Marlène évolua en magie inter, lentement, mais sûrement tandis que les petits nouveaux – très nombreux - découvraient l’école. Marlène ne participait jamais aux sorties, ne se rendait jamais sur les installations sportives. Elle courait seule dans les parcs tout en augmentant ses réserves d’énergie, qui descendaient à une vitesse vertigineuse en magie inter.
Cette magie était vraiment très difficile à appréhender. Marlène n’en revenait pas de la complexité. Rien n’allait de soi. Tout luttait. Sa construction tremblait, vibrait, menaçait de se rompre.
Jamais Marlène n’alla demander d’aide ou de conseil à ce sujet aux professeurs de méditation. Ils avaient perdu sa confiance. Plus personne n’accéderait à son intimité.
Marlène prenait le temps de discuter presque chaque jour avec Amanda qui avait eu son brevet des collèges et préparait désormais un bac professionnel en alternance en droit des entreprises. Marlène la laissait beaucoup parler et n’entrait pas dans les détails de ses études avec son amie. Elle profitait de ces moments pour décompresser. Le sujet « Lycronus Stoffer » redevint interdit tacitement.
Marlène appelait ses parents tous les dimanches. En dehors de cela, elle ne parlait avec personne, se rendant dans tous les cours de maître Gourdon, la seule professeur à la voir, augmentant ses réserves la nuit.
Les médias continuaient inlassablement à retracer la traque du voleur de magie. La sécurité augmentait partout. Lycronus restait introuvable. Marlène l’imaginait seul, bougeant sans cesse, la peur au ventre. Elle embrassait chaque matin et chaque soir le cadre vide sur sa table de chevet, le ventre noué, la gorge serrée.
Miraël Fawsi avait quitté le Mistral, ayant atteint le niveau qu'il visait. Il essayait d'être recruté par les Lucioles et d'après Amanda qui suivait l’actualité, c'était en bonne voie.
Marlène vit sa popularité augmenter.
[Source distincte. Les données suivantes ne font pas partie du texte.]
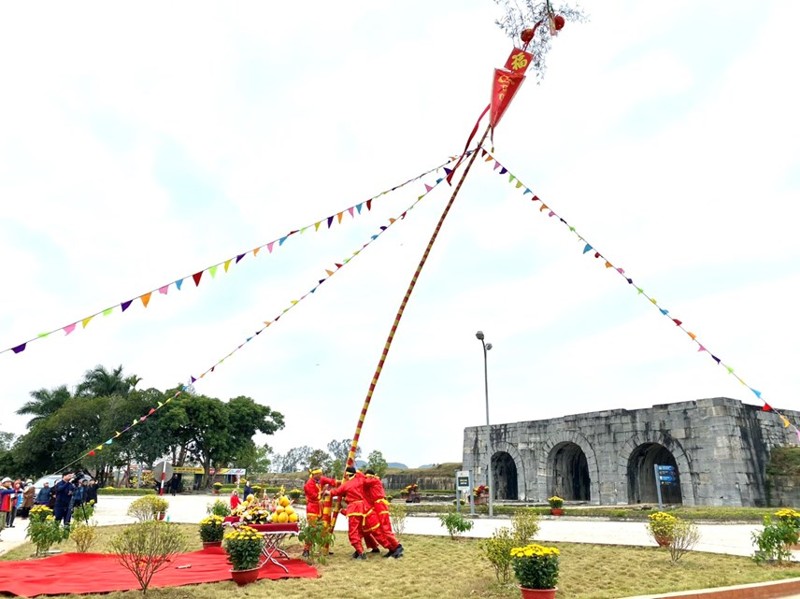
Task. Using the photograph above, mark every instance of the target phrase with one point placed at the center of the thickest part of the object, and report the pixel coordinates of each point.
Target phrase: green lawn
(441, 568)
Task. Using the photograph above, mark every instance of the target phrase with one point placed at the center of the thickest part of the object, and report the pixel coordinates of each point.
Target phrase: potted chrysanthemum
(243, 546)
(211, 531)
(556, 505)
(536, 569)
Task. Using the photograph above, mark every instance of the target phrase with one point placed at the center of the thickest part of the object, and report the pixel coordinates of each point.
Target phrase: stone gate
(718, 447)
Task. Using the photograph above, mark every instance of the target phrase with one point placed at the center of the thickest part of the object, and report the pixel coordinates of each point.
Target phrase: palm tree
(45, 403)
(99, 382)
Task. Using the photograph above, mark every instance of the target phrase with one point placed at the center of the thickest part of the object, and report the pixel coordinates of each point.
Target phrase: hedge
(123, 491)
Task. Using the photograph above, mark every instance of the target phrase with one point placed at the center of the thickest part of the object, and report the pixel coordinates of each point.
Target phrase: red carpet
(82, 573)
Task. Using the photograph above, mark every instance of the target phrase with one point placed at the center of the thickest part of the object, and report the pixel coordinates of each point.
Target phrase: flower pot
(243, 577)
(537, 593)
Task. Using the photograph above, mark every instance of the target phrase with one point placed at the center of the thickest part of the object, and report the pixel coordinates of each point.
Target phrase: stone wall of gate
(720, 445)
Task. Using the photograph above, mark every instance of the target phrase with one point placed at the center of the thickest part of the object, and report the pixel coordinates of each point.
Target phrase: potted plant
(211, 531)
(556, 505)
(243, 547)
(661, 527)
(536, 569)
(789, 518)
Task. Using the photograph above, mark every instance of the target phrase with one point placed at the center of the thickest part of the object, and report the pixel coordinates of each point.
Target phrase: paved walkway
(733, 539)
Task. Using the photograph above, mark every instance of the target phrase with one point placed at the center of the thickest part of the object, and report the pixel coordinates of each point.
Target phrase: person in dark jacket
(91, 492)
(43, 496)
(63, 492)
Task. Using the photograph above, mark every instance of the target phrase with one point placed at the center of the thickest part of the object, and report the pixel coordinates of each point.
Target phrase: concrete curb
(762, 590)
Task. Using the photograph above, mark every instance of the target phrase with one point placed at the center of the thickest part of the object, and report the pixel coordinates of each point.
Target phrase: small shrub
(525, 526)
(211, 529)
(83, 512)
(455, 523)
(497, 550)
(397, 516)
(218, 508)
(43, 530)
(317, 536)
(685, 536)
(84, 536)
(661, 525)
(244, 548)
(147, 508)
(146, 547)
(773, 541)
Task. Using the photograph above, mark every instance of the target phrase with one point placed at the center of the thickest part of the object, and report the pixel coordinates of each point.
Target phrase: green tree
(376, 463)
(320, 459)
(44, 404)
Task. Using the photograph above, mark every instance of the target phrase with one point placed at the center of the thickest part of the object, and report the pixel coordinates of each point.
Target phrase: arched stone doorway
(569, 472)
(642, 477)
(504, 475)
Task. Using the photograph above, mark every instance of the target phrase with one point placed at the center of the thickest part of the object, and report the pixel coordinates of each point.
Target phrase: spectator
(6, 494)
(63, 498)
(28, 496)
(43, 496)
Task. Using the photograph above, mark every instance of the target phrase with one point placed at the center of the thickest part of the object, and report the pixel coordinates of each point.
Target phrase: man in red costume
(361, 517)
(313, 490)
(376, 496)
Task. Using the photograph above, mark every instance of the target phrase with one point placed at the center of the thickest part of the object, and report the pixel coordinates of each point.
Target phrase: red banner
(504, 86)
(518, 61)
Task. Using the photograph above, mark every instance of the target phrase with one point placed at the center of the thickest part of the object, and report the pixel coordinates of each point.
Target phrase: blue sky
(142, 145)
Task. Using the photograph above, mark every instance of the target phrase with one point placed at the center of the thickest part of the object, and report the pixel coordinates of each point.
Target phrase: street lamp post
(489, 483)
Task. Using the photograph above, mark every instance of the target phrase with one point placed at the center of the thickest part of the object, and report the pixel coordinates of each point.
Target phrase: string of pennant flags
(329, 272)
(353, 211)
(590, 248)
Les élèves espéraient sans aucun doute qu’elle rejoindrait bientôt l’équipe de PBM du Mistral, permettant au collège de remporter une nouvelle victoire au tournoi inter-collèges. Marlène ne confirma ni n’infirma son envie d’intégrer l’équipe. Elle préférait laisser chacun croire ce qu’il voulait.
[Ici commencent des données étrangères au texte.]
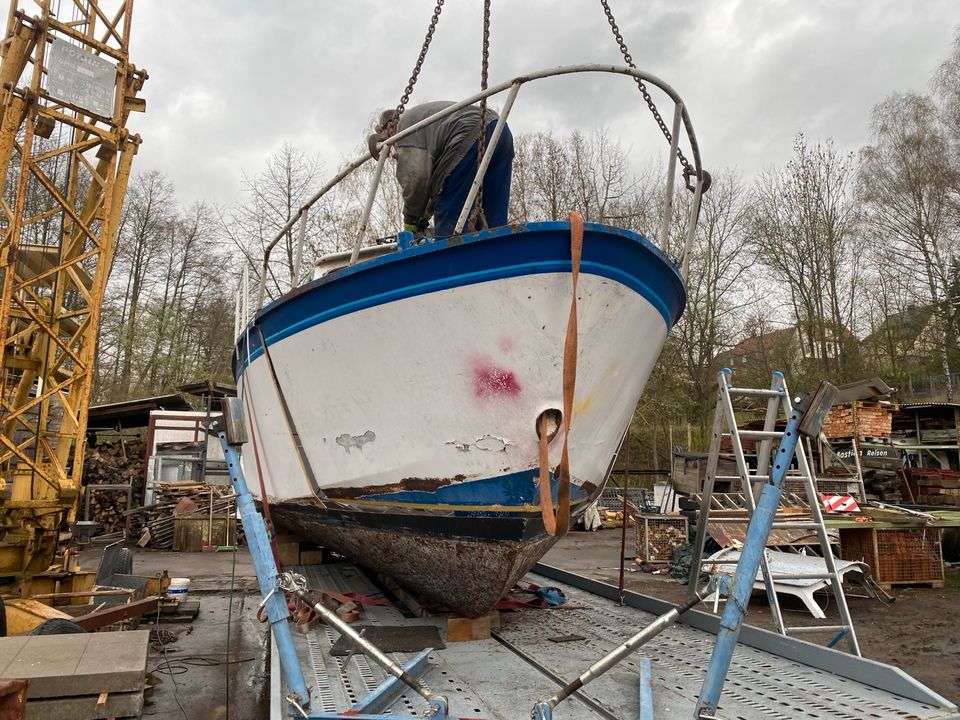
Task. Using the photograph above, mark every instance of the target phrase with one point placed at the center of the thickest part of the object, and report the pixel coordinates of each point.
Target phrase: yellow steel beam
(50, 300)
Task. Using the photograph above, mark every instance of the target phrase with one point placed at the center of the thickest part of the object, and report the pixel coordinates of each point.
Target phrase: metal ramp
(499, 679)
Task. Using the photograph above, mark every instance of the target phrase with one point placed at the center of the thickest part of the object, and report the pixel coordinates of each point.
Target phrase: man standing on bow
(436, 166)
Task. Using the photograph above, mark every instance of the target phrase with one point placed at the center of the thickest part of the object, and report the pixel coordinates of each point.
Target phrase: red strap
(557, 522)
(264, 500)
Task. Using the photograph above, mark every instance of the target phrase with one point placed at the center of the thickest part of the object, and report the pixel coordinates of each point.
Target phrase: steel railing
(680, 118)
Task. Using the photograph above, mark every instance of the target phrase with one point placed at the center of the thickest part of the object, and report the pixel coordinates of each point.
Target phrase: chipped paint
(347, 441)
(406, 484)
(491, 381)
(487, 443)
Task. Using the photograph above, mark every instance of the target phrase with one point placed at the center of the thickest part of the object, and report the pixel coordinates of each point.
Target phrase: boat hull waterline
(395, 409)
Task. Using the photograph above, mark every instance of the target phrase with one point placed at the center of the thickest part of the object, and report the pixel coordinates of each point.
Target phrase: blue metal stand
(273, 587)
(754, 544)
(274, 602)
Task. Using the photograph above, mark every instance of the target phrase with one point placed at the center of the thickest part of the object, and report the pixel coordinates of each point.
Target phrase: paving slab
(77, 664)
(118, 705)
Le soir de Noël, alors qu’Henriette apportait la bûche, « Vive le vent » se répandit dans le salon. Didier regarda autour de lui, circonspect.
- Où est la chaîne hifi qui produit la musique ? demanda-t-il.
- Il n’y a pas d’appareil technologique, papa. C’est moi. C’est la magie inter.
Elle maîtrisait les sons. Elle s’attaquait maintenant aux images.
- C’est magnifique, Marlène, approuva Henriette.
- Tu ne gaspilles pas trop de magie à faire ça ? demanda Didier.
- Si, répondit Marlène, mais j’en ai en réserve, ne t’inquiète pas.
Son assemblage de bulles tremblait de partout. La paroi de savon menaçait de se rompre. Marlène pleurait de ne pas savoir comment améliorer la situation.
- Tu as le droit de faire ça ? Je croyais que tu devais réserver ta magie à tes leçons ? s’enquit Didier, inquiet.
- C’est une leçon, répliqua Marlène. Je n’ai jamais tenté de faire ça. Ce n’est pas parce que c’est beau et amusant que je n’apprends rien.
Didier admit que le raisonnement se tenait. Marlène passa tout le dessert et l’ouverture des cadeaux à faire résonner le salon de musiques douces diverses.
- Que te faut-il pour obtenir le DM5 ? demanda Didier.
- Maîtriser un peu plus la magie inter. Pour l’instant, je me contente d’ondes à la fréquence audible par l’oreille humaine. Je dois étendre mon champ en passant à des ondes radio ou lumineuses, après quoi il me faudra créer quelque chose de réel.
- Comment ça ?
- De tangible. De l’eau par exemple.
- Tu pourrais créer de l’eau ? s’exclama Henriette, abasourdie.
- Dans mon cas, je vise plutôt de la peinture mais oui.
- De la peinture, pourquoi ?
- Pour pouvoir jouer au PBM, indiqua Marlène.
Henriette poussa un cri aigu avant de se jeter dans les bras de sa fille.
- Du PBM ! Ma fille va jouer au PBM ! Je suis tellement fière ! hurla Henriette.
Marlène se composa un visage neutre. À l’intérieur, elle souffrait. Pour que son plan fonctionne, elle allait devoir mentir, y compris à ses propres parents. C’était nécessaire. Il fallait que tout le monde y croit et moins de gens seraient au courant et mieux cela serait.
Marlène décida qu’elle ne dirait rien, à personne. Ni ses parents, ni Amanda, ni Lycronus, nul ne saurait. Elle garderait le secret jusqu’au bout. Il le fallait. Pour Lycronus.
- Le PBM, c’est bien, mais que cela ne te fasse pas oublier tes études, gronda gentiment Didier. Que faut-il d’autre pour obtenir le DM5 ?
Henriette fit une moue agacée. Marlène ne comptait absolument pas passer son DM5. Là encore, elle choisit de ne rien en dire.
- Je dois savoir me soigner de petites plaies, des égratignures, des blessures minimes.
- Un rhume ? proposa Henriette.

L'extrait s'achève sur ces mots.